A record can move between PARA directories over its lifetime — for example, from projects/ to archive/ when a project closes. The move is just a git mv; the record’s ID stays stable.

  • meetings/ — meeting records, plus a per-meetings _index.md.
  • daily/ — daily journal entries, one file per day.
  • templates/ — record templates the normalizer uses for common patterns (action items, decisions, etc.).

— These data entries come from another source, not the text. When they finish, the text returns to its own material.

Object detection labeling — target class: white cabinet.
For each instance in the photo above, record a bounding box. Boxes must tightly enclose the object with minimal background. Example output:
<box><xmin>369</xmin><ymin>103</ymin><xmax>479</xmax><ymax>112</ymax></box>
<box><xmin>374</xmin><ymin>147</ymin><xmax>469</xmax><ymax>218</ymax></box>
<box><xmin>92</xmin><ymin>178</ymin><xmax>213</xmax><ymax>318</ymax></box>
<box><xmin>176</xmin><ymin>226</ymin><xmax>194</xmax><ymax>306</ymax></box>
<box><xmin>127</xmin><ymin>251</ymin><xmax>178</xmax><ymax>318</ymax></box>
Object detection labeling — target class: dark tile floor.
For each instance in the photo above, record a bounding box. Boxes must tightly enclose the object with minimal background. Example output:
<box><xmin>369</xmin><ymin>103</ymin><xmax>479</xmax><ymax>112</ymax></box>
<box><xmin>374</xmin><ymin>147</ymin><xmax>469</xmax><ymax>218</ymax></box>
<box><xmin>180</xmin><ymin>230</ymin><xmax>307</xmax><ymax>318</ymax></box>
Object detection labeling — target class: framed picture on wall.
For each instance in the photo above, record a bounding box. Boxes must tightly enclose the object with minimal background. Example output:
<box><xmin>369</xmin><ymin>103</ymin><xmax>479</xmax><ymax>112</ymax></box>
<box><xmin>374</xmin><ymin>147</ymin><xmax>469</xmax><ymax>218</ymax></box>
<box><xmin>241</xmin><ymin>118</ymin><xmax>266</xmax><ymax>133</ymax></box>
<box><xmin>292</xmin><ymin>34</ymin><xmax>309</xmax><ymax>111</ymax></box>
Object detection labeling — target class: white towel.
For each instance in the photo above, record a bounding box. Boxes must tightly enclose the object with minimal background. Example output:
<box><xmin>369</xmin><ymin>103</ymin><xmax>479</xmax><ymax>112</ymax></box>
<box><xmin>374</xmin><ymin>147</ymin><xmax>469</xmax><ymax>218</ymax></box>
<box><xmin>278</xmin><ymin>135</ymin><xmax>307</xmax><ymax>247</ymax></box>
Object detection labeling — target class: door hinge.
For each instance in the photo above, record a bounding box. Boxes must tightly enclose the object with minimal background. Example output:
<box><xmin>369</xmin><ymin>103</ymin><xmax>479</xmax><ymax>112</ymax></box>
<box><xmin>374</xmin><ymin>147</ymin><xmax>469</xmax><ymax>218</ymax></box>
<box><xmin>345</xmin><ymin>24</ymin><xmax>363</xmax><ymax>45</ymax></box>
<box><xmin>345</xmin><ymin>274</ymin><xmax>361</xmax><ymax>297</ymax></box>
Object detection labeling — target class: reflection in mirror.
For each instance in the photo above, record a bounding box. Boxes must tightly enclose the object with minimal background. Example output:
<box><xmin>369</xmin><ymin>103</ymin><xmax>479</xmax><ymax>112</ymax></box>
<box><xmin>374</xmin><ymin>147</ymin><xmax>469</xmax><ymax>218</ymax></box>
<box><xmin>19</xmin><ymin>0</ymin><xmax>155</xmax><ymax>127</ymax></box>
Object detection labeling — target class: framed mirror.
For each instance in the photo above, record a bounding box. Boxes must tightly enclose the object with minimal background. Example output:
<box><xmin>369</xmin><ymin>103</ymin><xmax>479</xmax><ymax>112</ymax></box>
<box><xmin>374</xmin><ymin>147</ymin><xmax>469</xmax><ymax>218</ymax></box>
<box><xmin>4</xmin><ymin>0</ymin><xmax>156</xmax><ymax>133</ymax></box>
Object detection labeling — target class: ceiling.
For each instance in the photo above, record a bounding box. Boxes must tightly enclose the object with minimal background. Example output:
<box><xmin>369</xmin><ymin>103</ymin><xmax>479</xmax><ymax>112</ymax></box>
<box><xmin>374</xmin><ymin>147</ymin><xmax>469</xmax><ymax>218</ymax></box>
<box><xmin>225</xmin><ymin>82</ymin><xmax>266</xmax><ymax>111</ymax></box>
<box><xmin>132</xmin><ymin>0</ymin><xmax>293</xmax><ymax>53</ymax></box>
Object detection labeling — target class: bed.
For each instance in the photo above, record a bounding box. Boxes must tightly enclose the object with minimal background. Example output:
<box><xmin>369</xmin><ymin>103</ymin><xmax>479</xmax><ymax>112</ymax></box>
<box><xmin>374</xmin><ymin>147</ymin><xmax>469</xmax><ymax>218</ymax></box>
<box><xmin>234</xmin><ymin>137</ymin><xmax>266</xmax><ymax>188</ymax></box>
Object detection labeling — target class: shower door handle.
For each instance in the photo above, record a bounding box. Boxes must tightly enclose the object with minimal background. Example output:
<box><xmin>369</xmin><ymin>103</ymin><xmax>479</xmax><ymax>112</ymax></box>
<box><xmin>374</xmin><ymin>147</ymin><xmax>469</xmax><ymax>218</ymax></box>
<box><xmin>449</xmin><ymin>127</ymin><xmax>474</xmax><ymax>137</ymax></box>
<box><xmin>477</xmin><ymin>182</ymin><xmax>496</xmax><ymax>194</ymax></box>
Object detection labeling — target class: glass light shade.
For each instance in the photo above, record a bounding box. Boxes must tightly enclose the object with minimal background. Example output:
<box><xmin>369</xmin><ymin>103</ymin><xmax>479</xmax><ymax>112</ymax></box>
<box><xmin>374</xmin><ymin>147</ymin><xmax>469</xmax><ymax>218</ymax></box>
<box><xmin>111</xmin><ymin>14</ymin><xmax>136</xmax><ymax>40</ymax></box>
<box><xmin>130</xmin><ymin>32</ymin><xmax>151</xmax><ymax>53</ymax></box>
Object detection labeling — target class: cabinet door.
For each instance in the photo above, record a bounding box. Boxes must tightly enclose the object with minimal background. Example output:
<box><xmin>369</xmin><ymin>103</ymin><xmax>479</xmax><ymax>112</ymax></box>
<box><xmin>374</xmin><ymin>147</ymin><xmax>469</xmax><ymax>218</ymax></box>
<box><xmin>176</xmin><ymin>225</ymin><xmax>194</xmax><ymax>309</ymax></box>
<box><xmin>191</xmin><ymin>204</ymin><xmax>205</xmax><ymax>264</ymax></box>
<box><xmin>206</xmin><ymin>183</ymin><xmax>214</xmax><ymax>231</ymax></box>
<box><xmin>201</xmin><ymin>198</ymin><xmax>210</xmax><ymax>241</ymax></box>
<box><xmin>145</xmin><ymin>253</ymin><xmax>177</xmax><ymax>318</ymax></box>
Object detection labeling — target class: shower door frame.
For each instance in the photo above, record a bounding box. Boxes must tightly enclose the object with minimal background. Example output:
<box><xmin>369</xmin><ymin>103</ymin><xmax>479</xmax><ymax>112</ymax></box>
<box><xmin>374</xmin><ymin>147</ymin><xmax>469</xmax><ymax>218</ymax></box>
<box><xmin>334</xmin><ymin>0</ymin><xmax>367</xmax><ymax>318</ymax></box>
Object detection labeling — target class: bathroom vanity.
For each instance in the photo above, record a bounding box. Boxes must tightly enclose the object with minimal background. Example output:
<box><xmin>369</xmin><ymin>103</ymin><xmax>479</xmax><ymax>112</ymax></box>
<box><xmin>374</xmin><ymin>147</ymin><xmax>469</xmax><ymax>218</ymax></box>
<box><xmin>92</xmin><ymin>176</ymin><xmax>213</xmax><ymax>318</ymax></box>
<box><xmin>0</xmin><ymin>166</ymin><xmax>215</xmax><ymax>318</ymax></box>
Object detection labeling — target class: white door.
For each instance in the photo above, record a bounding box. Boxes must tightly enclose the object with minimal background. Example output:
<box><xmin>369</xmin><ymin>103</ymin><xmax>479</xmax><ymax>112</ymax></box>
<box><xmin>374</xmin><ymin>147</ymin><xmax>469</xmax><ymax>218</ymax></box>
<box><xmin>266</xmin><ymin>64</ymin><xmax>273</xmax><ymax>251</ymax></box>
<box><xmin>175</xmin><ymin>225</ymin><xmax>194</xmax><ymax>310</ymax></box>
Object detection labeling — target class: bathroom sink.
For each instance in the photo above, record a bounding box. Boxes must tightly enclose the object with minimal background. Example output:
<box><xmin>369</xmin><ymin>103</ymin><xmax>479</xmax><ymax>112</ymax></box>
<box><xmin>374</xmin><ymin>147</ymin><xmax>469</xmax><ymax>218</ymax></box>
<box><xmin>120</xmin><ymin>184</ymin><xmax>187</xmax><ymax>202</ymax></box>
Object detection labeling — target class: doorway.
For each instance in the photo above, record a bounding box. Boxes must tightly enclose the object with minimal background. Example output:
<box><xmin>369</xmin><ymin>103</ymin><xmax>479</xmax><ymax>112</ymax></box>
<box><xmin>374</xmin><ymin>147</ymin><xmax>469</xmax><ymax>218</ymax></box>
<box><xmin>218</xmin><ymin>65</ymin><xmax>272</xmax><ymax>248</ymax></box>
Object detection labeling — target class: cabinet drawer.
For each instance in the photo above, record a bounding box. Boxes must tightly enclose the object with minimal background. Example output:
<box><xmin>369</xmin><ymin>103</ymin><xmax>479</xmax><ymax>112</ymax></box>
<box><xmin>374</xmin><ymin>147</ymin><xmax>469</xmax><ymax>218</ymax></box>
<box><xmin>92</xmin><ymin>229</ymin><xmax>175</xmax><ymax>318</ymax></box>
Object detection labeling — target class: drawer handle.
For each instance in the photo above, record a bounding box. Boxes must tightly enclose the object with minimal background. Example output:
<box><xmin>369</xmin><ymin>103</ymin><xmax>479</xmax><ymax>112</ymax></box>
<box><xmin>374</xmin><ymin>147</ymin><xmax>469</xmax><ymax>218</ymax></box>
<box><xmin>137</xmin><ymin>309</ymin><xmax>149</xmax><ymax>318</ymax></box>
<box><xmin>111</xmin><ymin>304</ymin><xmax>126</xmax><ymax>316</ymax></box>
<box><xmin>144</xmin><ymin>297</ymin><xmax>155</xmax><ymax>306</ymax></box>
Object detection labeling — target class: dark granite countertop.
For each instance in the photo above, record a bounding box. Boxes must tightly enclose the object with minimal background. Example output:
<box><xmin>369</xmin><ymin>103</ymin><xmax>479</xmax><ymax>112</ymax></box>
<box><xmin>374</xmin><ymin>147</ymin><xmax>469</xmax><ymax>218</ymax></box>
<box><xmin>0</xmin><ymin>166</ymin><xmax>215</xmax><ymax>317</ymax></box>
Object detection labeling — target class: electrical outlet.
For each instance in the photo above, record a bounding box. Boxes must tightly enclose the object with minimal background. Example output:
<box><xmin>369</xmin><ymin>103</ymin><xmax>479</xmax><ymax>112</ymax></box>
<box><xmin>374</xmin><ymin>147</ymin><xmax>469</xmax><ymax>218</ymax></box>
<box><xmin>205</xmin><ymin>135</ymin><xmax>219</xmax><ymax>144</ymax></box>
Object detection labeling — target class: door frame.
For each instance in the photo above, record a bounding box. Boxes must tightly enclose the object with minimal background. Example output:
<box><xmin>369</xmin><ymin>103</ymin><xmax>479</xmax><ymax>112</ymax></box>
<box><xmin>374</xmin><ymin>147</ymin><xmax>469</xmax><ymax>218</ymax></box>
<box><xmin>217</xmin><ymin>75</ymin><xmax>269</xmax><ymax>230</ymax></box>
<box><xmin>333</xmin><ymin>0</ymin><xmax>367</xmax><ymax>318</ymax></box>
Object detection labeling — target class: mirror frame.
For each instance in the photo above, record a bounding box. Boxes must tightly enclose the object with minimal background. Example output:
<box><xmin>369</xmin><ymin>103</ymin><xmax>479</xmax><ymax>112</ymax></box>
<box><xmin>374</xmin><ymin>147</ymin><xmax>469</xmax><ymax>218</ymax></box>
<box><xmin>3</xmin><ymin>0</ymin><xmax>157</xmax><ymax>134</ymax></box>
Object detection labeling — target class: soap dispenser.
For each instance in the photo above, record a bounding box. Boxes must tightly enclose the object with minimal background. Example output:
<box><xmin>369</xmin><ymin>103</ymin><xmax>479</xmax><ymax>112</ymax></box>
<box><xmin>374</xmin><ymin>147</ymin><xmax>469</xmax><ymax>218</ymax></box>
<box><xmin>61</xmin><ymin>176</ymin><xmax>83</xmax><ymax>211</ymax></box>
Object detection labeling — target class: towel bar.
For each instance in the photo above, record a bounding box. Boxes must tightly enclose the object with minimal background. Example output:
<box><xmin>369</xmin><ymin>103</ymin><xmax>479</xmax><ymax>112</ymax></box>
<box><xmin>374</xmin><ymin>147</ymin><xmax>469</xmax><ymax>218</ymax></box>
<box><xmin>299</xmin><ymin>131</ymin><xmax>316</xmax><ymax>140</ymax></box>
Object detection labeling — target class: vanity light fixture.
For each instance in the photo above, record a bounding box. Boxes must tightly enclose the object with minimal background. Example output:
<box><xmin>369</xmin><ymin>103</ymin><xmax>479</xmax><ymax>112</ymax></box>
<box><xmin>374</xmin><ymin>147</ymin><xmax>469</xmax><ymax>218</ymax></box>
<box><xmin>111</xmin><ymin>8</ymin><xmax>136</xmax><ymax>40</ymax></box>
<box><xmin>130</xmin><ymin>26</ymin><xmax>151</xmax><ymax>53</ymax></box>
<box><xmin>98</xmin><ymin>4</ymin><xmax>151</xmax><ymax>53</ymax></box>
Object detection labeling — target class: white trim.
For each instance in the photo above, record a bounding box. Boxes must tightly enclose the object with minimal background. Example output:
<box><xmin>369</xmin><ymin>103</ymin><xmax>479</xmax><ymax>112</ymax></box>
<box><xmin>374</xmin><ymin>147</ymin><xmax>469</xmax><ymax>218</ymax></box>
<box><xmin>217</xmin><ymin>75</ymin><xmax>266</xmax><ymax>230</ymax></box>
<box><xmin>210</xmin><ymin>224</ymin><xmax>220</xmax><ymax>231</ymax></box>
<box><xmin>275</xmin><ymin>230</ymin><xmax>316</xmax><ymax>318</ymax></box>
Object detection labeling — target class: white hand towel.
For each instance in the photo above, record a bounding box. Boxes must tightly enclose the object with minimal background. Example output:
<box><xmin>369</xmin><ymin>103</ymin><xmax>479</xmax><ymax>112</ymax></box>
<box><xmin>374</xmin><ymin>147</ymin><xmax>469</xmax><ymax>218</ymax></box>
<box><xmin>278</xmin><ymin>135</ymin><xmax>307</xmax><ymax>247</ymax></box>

These are not separate from PARA — they are siblings. They exist because the access patterns are different enough to warrant their own top-level directory.

~/.cortex/inbox/pending/evt-<timestamp>-<session_short>-<seq>.md
  • <timestamp> is YYYYMMDDTHHMMSS in the local timezone.
  • <session_short> is the first 8 characters of the source session ID, or manual for manually triggered captures.
  • <seq> is a 3-digit sequence number for collision avoidance within the same second.
~/.cortex/<para_bucket>/rec-<scope>-<slug>-<seq>.md
  • <para_bucket> is one of projects/areas/resources/archive/meetings/daily/.
  • <scope> is a short identifier. For projects, it is the project hint. For meetings, it is meeting. For action items, action-item. For decisions, decision.
  • <slug> is a slugified summary of the record content, capped at 20 characters.
  • <seq> is a 3-digit sequence number, scoped to the bucket.

Every record starts with YAML frontmatter, at minimum:

---
record_id: rec-<scope>-<slug>-<seq>
type: <project|feedback|reference|meeting|action-item|decision|context>
status: <open|closed|superseded>
created: <ISO timestamp>
updated: <ISO timestamp>
provenance:
event_ids: [evt-...]
source_session_id: <id>
related_to: [rec-..., rec-...]
---

Body is plain markdown. Sections, lists, code, links — whatever fits the record.

Both capture and normalize use the same pattern: write to a temp file in the target directory, then os.replace() to the final name. This is atomic on local POSIX filesystems and avoids partial files on crash.

The lockfile for normalize sits at ~/.cortex/.normalize.lock and is held for the duration of a single normalize pass.